People routinely make various trait judgments from facial appearance, and such judgments affect important social outcomes. These judgments are highly correlated with each other, reflecting the fact that valence evaluation permeates trait judgments from faces. Trustworthiness judgments best approximate this evaluation, consistent with evidence about the involvement of the amygdala in the implicit evaluation of face trustworthiness. Based on computer modeling and behavioral experiments, I argue that face evaluation is an extension of functionally adaptive systems for understanding the communicative meaning of emotional expressions. Specifically, in the absence of diagnostic emotional cues, trustworthiness judgments are an attempt to infer behavioral intentions signaling approach/avoidance behaviors. Correspondingly, these judgments are derived from facial features that resemble emotional expressions signaling such behaviors: happiness and anger for the positive and negative ends of the trustworthiness continuum, respectively. The emotion overgeneralization hypothesis can explain highly efficient but not necessarily accurate trait judgments from faces, a pattern that appears puzzling from an evolutionary point of view and also generates novel predictions about brain responses to faces.
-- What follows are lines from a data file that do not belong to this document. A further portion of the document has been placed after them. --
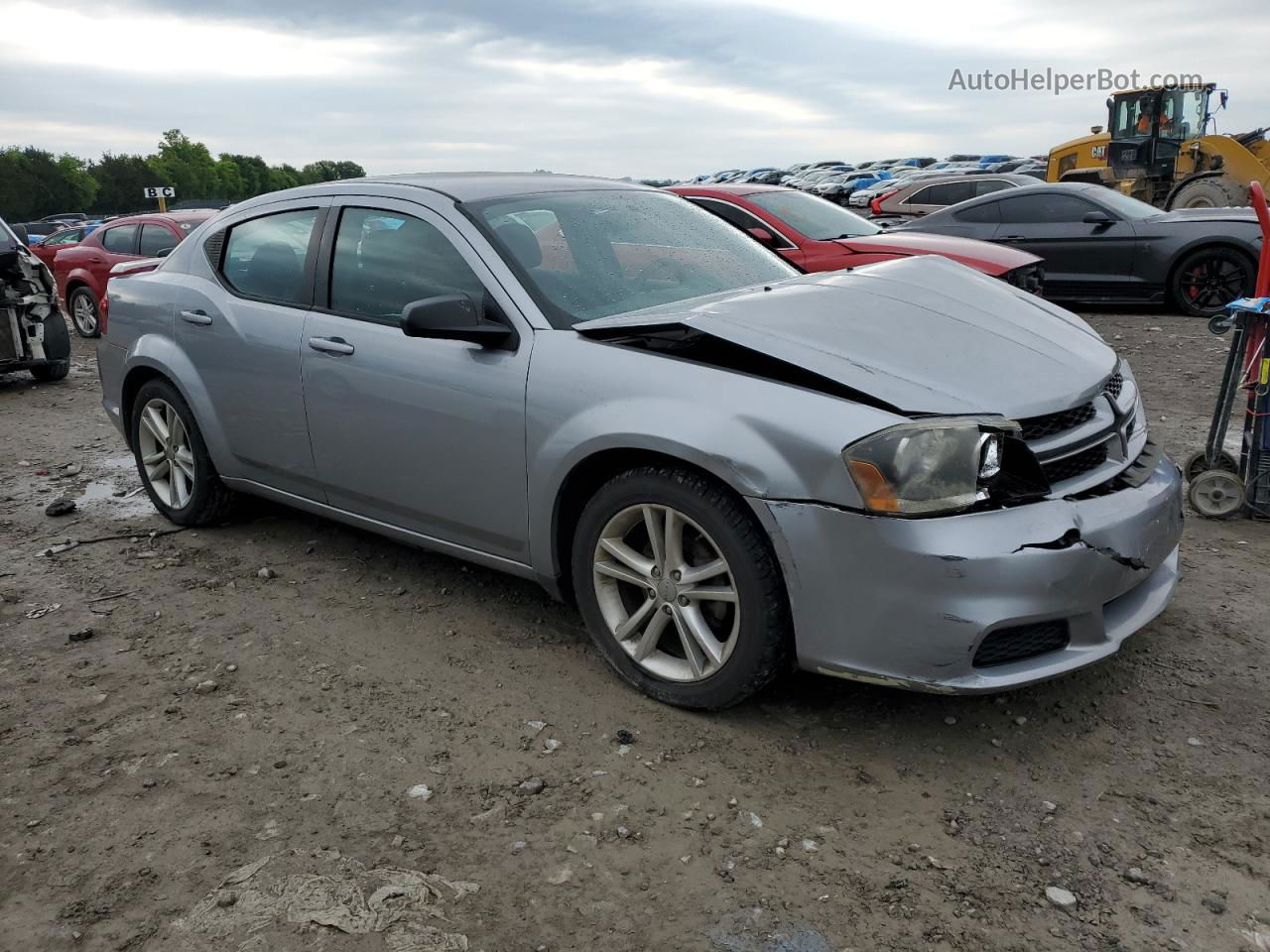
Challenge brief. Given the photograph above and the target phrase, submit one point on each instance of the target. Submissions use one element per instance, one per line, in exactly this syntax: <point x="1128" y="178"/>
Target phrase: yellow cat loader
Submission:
<point x="1157" y="148"/>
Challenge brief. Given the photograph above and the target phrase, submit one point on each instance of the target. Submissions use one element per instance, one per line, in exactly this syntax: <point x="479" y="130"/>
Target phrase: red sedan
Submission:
<point x="82" y="270"/>
<point x="817" y="235"/>
<point x="48" y="249"/>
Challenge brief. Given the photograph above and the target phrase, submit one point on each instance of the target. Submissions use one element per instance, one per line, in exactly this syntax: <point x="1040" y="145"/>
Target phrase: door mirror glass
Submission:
<point x="763" y="235"/>
<point x="451" y="317"/>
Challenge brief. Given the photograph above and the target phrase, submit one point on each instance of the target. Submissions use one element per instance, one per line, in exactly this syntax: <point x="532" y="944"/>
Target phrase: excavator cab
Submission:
<point x="1148" y="128"/>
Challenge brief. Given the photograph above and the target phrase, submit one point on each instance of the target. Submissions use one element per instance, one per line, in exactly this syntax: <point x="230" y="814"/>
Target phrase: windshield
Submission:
<point x="816" y="217"/>
<point x="1125" y="206"/>
<point x="607" y="253"/>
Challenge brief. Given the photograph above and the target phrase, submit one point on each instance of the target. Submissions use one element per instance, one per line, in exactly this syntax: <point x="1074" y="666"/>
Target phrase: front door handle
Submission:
<point x="330" y="345"/>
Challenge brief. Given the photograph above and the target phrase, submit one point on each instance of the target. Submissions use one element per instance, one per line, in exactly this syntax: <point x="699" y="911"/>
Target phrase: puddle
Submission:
<point x="100" y="494"/>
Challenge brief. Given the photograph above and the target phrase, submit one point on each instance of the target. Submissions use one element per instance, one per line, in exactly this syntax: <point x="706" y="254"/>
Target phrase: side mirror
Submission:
<point x="762" y="235"/>
<point x="451" y="317"/>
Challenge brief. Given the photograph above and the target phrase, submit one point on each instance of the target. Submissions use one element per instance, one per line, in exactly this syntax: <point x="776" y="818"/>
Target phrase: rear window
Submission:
<point x="121" y="240"/>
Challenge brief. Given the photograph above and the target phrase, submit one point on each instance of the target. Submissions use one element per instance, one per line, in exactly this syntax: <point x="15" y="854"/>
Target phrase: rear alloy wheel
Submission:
<point x="173" y="461"/>
<point x="1206" y="281"/>
<point x="680" y="589"/>
<point x="84" y="315"/>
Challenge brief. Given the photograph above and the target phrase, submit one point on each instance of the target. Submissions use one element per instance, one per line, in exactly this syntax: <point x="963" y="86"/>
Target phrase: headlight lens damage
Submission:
<point x="930" y="466"/>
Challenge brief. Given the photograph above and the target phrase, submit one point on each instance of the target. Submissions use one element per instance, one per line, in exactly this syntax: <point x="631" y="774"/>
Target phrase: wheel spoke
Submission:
<point x="638" y="617"/>
<point x="653" y="524"/>
<point x="626" y="555"/>
<point x="674" y="547"/>
<point x="699" y="572"/>
<point x="621" y="572"/>
<point x="701" y="635"/>
<point x="712" y="593"/>
<point x="693" y="652"/>
<point x="652" y="636"/>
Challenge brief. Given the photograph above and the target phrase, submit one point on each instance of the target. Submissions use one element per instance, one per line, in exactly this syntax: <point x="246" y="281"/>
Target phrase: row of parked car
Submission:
<point x="860" y="184"/>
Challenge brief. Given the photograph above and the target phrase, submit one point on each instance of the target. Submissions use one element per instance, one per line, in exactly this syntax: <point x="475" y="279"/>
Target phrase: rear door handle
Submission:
<point x="330" y="345"/>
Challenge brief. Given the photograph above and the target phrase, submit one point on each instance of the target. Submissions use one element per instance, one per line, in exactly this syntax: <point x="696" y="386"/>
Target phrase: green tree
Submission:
<point x="327" y="171"/>
<point x="119" y="182"/>
<point x="185" y="164"/>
Specifically, this hypothesis predicts a nonlinear response in the amygdala to face trustworthiness, confirmed in functional magnetic resonance imaging (fMRI) studies, and dissociations between processing of facial identity and face evaluation, confirmed in studies with developmental prosopagnosics. I conclude with some methodological implications for the study of face evaluation, focusing on the advantages of formally modeling representation of faces on social dimensions.